Olhou pela pequena janela e viu o céu desperto numa manhã radiosa que prenunciava o nascimento da nova mulher a que se propunha ser. Para tanto, teria que vencer aqueles malditos quilos. A cada aproximação do fim do mês a promessa de que no mês seguinte cumpriria metodicamente os exercícios físicos e a dieta imposta pela nutricionista indicada pelo seu já desanimado endocrinologista.
Cantarolou o "que será, que será..." de Chico Buarque e pensou na alcova sempre vazia. Mas ia dar um jeito em tudo aquilo. Quilos a menos, caminhadas a mais, e surgiria a nova Elvira, sedutora e seduzível, como fora alguns anos antes com Alfredo, seu primeiro marido.

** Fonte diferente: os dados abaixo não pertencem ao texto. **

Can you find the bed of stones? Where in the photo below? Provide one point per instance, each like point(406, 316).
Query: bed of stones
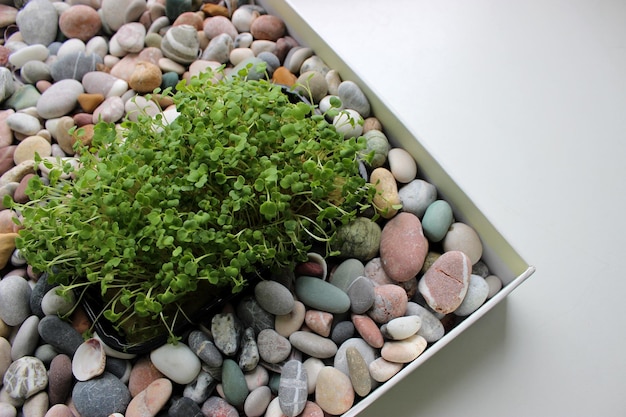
point(311, 343)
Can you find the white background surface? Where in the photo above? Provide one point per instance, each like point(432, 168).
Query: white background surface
point(524, 104)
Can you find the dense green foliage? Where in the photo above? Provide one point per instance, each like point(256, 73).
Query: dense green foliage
point(241, 180)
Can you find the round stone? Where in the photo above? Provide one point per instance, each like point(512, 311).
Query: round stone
point(80, 21)
point(445, 283)
point(177, 362)
point(60, 99)
point(416, 196)
point(274, 297)
point(477, 293)
point(25, 377)
point(437, 220)
point(402, 165)
point(14, 300)
point(403, 247)
point(292, 389)
point(101, 397)
point(333, 392)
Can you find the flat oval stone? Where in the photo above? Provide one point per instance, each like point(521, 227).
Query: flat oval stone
point(226, 329)
point(382, 370)
point(59, 99)
point(101, 397)
point(359, 239)
point(402, 327)
point(177, 362)
point(25, 377)
point(38, 22)
point(391, 302)
point(476, 295)
point(313, 344)
point(416, 196)
point(321, 295)
point(368, 330)
point(151, 400)
point(358, 371)
point(462, 237)
point(26, 339)
point(352, 97)
point(234, 383)
point(14, 300)
point(273, 348)
point(292, 389)
point(403, 247)
point(437, 220)
point(286, 324)
point(204, 348)
point(257, 401)
point(445, 283)
point(333, 392)
point(80, 21)
point(404, 351)
point(74, 66)
point(274, 297)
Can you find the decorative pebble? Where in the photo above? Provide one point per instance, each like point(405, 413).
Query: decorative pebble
point(101, 397)
point(403, 247)
point(313, 344)
point(391, 302)
point(273, 348)
point(274, 297)
point(292, 391)
point(321, 295)
point(477, 293)
point(26, 339)
point(333, 393)
point(59, 99)
point(14, 299)
point(404, 351)
point(25, 377)
point(445, 283)
point(234, 383)
point(177, 362)
point(151, 400)
point(37, 22)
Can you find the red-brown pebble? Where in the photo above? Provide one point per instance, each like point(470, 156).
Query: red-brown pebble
point(445, 283)
point(189, 18)
point(391, 301)
point(369, 330)
point(80, 21)
point(142, 375)
point(150, 401)
point(268, 27)
point(20, 192)
point(403, 247)
point(319, 321)
point(60, 379)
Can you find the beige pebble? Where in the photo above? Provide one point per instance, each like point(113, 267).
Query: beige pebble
point(387, 199)
point(333, 392)
point(403, 351)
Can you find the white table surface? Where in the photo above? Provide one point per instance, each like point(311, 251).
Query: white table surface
point(524, 104)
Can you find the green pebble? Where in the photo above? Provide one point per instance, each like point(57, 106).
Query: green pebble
point(234, 383)
point(153, 40)
point(346, 272)
point(170, 79)
point(437, 220)
point(23, 97)
point(321, 295)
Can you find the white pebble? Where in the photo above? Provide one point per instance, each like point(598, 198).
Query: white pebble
point(402, 165)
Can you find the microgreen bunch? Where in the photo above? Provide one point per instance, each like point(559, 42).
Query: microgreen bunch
point(242, 180)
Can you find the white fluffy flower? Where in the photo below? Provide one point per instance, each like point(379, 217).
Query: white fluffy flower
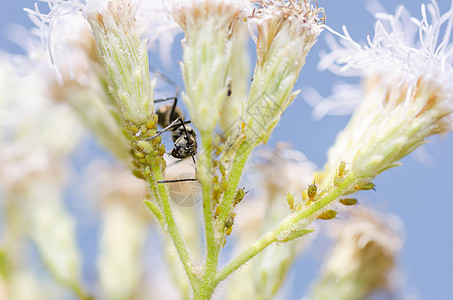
point(403, 49)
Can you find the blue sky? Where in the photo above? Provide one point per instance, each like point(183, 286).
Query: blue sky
point(419, 194)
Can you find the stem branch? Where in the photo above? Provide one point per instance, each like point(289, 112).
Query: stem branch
point(285, 224)
point(164, 199)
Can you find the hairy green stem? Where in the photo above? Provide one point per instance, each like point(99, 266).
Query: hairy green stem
point(233, 180)
point(171, 227)
point(285, 225)
point(205, 176)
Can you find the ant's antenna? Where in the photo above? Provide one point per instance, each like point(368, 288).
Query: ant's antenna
point(170, 82)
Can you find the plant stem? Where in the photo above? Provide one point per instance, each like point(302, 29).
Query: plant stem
point(285, 224)
point(205, 176)
point(233, 180)
point(164, 199)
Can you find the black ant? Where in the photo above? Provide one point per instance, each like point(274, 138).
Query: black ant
point(170, 118)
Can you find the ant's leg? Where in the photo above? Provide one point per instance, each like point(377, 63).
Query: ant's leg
point(173, 84)
point(169, 127)
point(177, 180)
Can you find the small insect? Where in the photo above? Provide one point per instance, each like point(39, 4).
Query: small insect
point(171, 118)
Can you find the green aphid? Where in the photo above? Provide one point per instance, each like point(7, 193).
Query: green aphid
point(342, 169)
point(348, 201)
point(327, 215)
point(138, 174)
point(290, 200)
point(240, 193)
point(312, 190)
point(365, 186)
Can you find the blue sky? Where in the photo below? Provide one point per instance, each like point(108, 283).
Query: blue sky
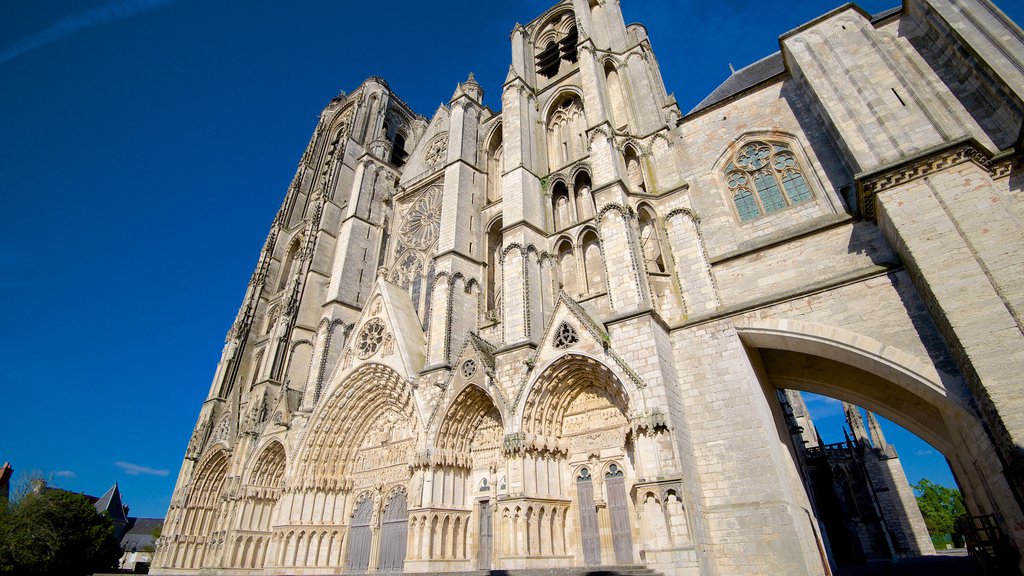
point(144, 148)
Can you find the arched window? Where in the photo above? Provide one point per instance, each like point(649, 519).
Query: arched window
point(593, 266)
point(616, 97)
point(634, 171)
point(561, 206)
point(556, 41)
point(584, 197)
point(409, 275)
point(650, 241)
point(398, 154)
point(496, 166)
point(289, 263)
point(495, 268)
point(565, 132)
point(765, 177)
point(567, 265)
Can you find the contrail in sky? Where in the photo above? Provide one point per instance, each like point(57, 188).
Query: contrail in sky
point(116, 10)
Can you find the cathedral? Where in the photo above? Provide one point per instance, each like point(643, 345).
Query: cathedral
point(554, 335)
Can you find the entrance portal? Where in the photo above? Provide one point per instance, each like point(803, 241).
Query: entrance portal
point(486, 536)
point(621, 537)
point(394, 533)
point(358, 537)
point(588, 519)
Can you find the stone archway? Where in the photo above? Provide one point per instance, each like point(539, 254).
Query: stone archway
point(457, 479)
point(198, 524)
point(572, 424)
point(356, 452)
point(937, 407)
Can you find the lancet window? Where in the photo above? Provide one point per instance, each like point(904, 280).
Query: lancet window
point(565, 132)
point(496, 166)
point(617, 97)
point(495, 269)
point(765, 177)
point(557, 43)
point(593, 264)
point(650, 241)
point(635, 173)
point(418, 227)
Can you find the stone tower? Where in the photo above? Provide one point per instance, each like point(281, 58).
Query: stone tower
point(551, 335)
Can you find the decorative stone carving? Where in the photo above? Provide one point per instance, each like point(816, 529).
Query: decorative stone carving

Enfiou-se no jogging, calçou o tênis e, porta afora, seguiu célere para o calçadão, misturando-se as que, como ela, buscavam o novo padrão ditado por estilistas homossexuais e politicamente corretos com seus proeminentes bustos, bundas ajustadas em apertados jeans, multicoloridas camisas e sapatos graciosos. Já se via como uma das giseles e naomis magérrimas. Mas vômitos estavam fora de sua cogitação, bem como jamais abdicaria dos gateaux da pâtisserie da esquina de sua casa, ponto obrigatório na volta do escritório.
Perdida em pensamentos, walkman embalando seus passos cadenciados ao som de "Boom Boom My Hearth", cruza com Mario, o ex-gato das tardes dançantes do clube. Finge que não vê, o que até poderia ser possível pelas grossas lentes que a miopia a obrigava a usar, mas impossível pela barriga ostentada e pelos ralos fios da outrora bela cabeleira que emolduravam o nariz grego perfeito daquele que fora a paixão da sua juventude.
Ao acordar, sentindo os efeitos da bebedeira da noite anterior, com a cabeça latejando, boca seca e lábios dormentes, ainda sob o chuveiro, Mário determinou-se a mudar de comportamento. A água que lhe empapava os poucos fios de cabelos que ainda lhe restavam, acumulava-se no alto da barriga e quase não atingia o órgão que, outrora, admirava com orgulho. Hoje, avistá-lo, só com o auxílio do espelho, objeto que ultimamente procurava evitar.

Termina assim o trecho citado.